Missy shared the music video for “Sister” a few weeks ago. I believe she nailed it when she likened the track to “a slow song that would play at a 1980s middle school dance.” Clocking in at 7 minutes and 46 seconds, it allows a lengthy opportunity to slow-dance; the poor chaperones, who discreetly signed up to help combat the school’s premarital sex epidemic, have no chance when an 8-minute song gives a room full of pre-teens ample time to maintain an erection. I may have ruined Missy’s interpretation with that image, but she still described my sentiment perfectly. “Sister” possesses a soft folk-rock sound that builds into something much more intense once the guitar solo kicks in. It bounces around so much that I must stick with the middle school dance scenario here. Perhaps it reflects the myriad of emotions a dancer feels when they’re hand-in-hand with their crush. Or it speaks to the many emotions of a wallflower waiting to be whisked away from headquarters to hit the dance floor with a lucky lady.
“Those Were the Days” is melancholic and musically gorgeous. However, I’m not a huge fan of Olsen’s breathy and nasal singing on this one. When vocalists turn in this kind of performance, I’m inclined to believe it’s a personal record that’s best reserved for a quiet night in. It seems like the kind of song you sing under your breath so you don’t annoy roommates or the next-door neighbors who are separated by a very thin wall. “Woman” abandons this technique with a slow build that amps the intensity with her tortured vocals. This is the extraordinary range I referred to earlier in this review, and “Woman” arguably features her best performance. She keeps it together in the track’s opening minutes with a calm and collected sound that echoes her pain. From there, it spirals downward into a howl that makes this track wonderfully chaotic. It’s hard to describe a song like this as being beautiful, but sometimes the best art comes from an individual whose existence is as dark as the chamber where her heart resides.

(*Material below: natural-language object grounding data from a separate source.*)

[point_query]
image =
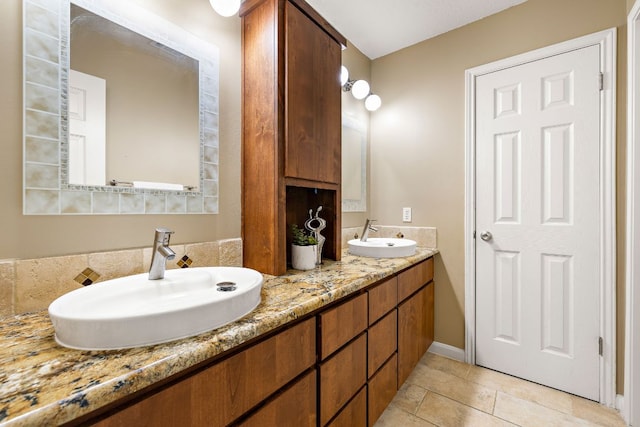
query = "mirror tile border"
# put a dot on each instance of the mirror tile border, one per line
(45, 134)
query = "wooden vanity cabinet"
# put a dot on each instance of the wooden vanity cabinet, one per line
(291, 127)
(229, 389)
(415, 316)
(338, 367)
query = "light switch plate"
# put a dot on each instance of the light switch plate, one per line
(406, 214)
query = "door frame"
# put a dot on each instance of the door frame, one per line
(632, 279)
(607, 41)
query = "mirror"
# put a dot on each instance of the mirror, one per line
(188, 85)
(354, 165)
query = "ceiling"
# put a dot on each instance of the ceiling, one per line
(380, 27)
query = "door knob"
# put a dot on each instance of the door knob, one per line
(486, 236)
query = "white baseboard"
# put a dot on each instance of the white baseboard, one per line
(620, 404)
(447, 350)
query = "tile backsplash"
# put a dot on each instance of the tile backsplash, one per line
(32, 284)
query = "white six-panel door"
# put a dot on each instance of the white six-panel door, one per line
(537, 219)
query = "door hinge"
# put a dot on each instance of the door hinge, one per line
(600, 345)
(601, 81)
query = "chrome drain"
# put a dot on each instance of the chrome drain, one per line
(226, 286)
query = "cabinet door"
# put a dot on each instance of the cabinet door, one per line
(413, 337)
(341, 324)
(382, 389)
(381, 342)
(341, 376)
(354, 414)
(313, 101)
(296, 406)
(225, 391)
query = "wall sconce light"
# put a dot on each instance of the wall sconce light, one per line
(360, 89)
(225, 8)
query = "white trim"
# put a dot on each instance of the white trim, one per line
(447, 350)
(607, 41)
(632, 335)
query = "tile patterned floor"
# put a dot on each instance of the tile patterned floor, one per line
(444, 392)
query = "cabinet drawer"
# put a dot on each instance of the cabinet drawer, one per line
(382, 341)
(341, 377)
(354, 414)
(382, 299)
(414, 278)
(382, 389)
(296, 406)
(223, 392)
(340, 324)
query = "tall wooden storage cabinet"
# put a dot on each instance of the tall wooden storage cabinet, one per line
(291, 130)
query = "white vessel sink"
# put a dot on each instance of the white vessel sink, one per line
(381, 247)
(134, 311)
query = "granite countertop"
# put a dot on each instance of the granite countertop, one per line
(42, 383)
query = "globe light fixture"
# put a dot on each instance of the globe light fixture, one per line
(225, 8)
(360, 89)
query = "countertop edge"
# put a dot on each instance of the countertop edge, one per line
(180, 356)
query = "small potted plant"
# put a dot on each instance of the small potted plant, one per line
(304, 249)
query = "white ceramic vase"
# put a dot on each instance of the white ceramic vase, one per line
(304, 257)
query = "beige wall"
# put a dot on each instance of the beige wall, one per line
(359, 67)
(417, 137)
(39, 236)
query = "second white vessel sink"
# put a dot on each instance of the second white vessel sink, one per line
(134, 311)
(382, 247)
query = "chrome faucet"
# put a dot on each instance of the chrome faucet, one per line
(161, 253)
(367, 227)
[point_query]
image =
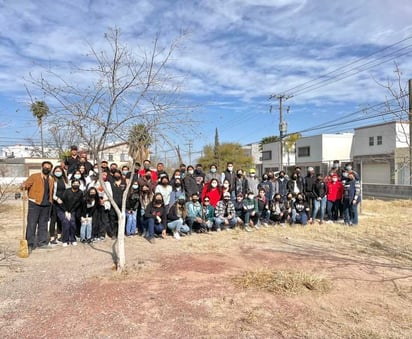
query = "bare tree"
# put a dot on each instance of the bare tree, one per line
(396, 108)
(126, 88)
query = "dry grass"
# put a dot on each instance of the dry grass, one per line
(283, 282)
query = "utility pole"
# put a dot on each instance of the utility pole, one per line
(282, 124)
(410, 131)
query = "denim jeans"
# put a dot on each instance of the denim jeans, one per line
(319, 204)
(178, 226)
(333, 210)
(350, 212)
(86, 229)
(37, 218)
(131, 222)
(69, 227)
(221, 220)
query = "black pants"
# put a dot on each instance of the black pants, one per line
(55, 221)
(37, 218)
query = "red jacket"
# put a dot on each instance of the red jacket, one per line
(214, 194)
(335, 190)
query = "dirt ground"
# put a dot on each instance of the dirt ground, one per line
(186, 288)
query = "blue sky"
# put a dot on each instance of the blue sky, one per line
(237, 54)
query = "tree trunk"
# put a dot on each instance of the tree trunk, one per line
(121, 257)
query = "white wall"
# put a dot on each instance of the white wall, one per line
(393, 136)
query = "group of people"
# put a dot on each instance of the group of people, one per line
(75, 200)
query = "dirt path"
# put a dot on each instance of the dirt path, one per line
(185, 289)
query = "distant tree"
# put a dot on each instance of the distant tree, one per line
(268, 140)
(232, 152)
(396, 108)
(139, 142)
(40, 110)
(124, 87)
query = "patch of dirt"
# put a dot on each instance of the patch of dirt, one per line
(182, 289)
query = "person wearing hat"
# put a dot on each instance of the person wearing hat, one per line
(225, 213)
(176, 217)
(72, 162)
(333, 197)
(253, 181)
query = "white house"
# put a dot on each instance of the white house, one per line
(271, 157)
(381, 153)
(320, 151)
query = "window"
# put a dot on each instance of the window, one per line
(379, 140)
(304, 151)
(267, 155)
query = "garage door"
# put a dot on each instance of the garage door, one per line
(376, 174)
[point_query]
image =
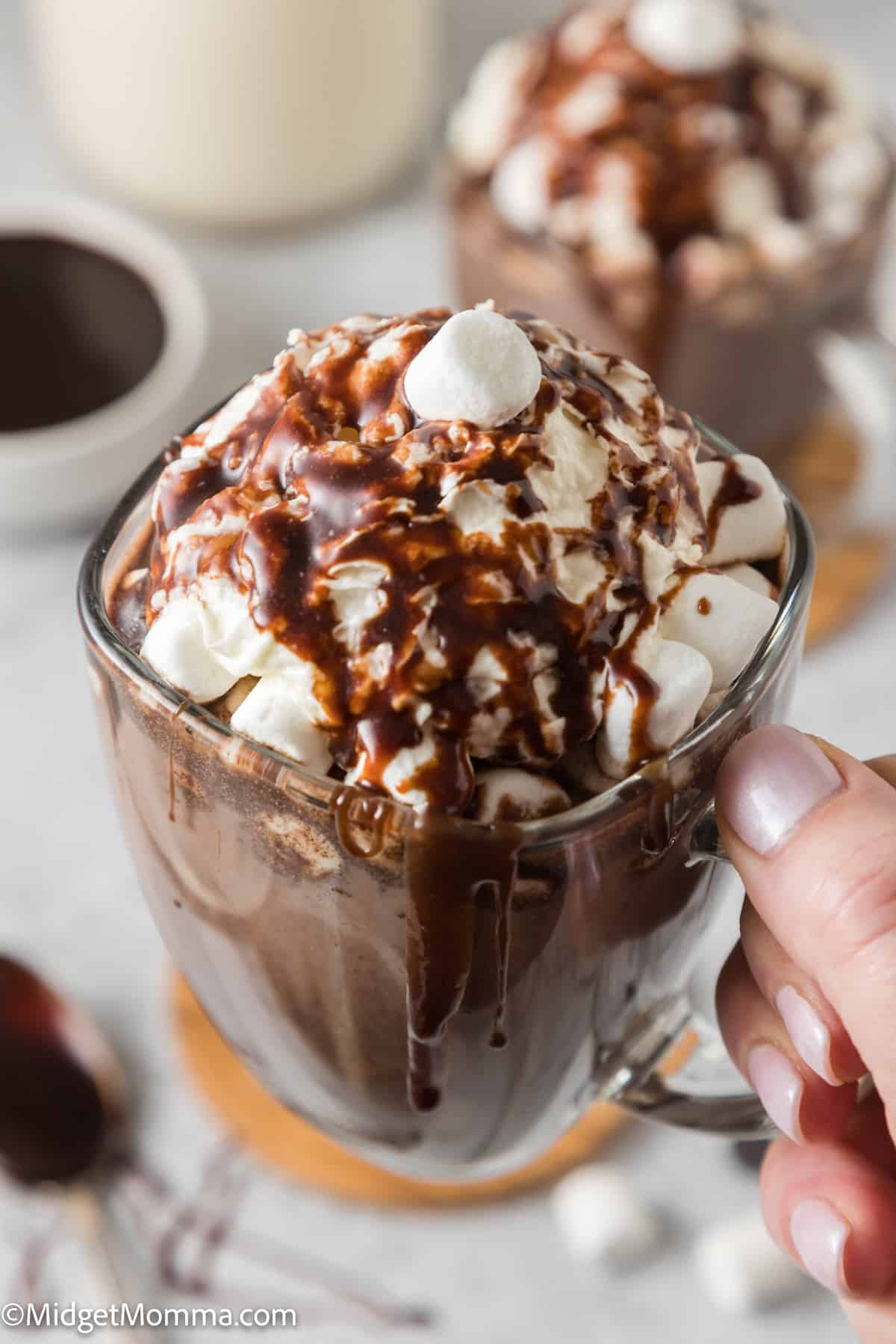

My Woman’s final track also happens to be my personal favorite. In “Pops”, Olsen’s pained lyrics ride on the heartsick keys of a piano. Maybe you were expecting some sort of redemption after an onslaught of musical pessimism, but Olsen is relentless here. In fact, she’s brutally honest and fearless. I don’t remember the last time I conquered depression over the course of a single album; happy endings are for Disney movies anyway. It shows that she will continue to struggle after the album fades to an uncomfortable silence. That’s what makes this album as a whole more relatable than anything in recent memory.
This album was a brilliant introduction to Angel Olsen for me. Assuming I don’t croak anytime soon, I would love to sit down and have a chat with her. If My Woman is any indication, it would be a productive session of digging deep into each other’s psyche and extracting the wondrous qualities that make us human. I will entertain that fantasy until my dying day, but for now I will continue to enjoy whatever music she puts out. My Woman provides a stupefying experience and it deserves my sincerest apologies for judging it prematurely. I also recommend that you don’t loop the album once you finish it. Its persistently grim nature suggests you let it marinate for a while before revisiting Olsen’s tortured world. She would understand as much as the next person that you need a moment alone to assess what just happened. She needs her moment alone, too.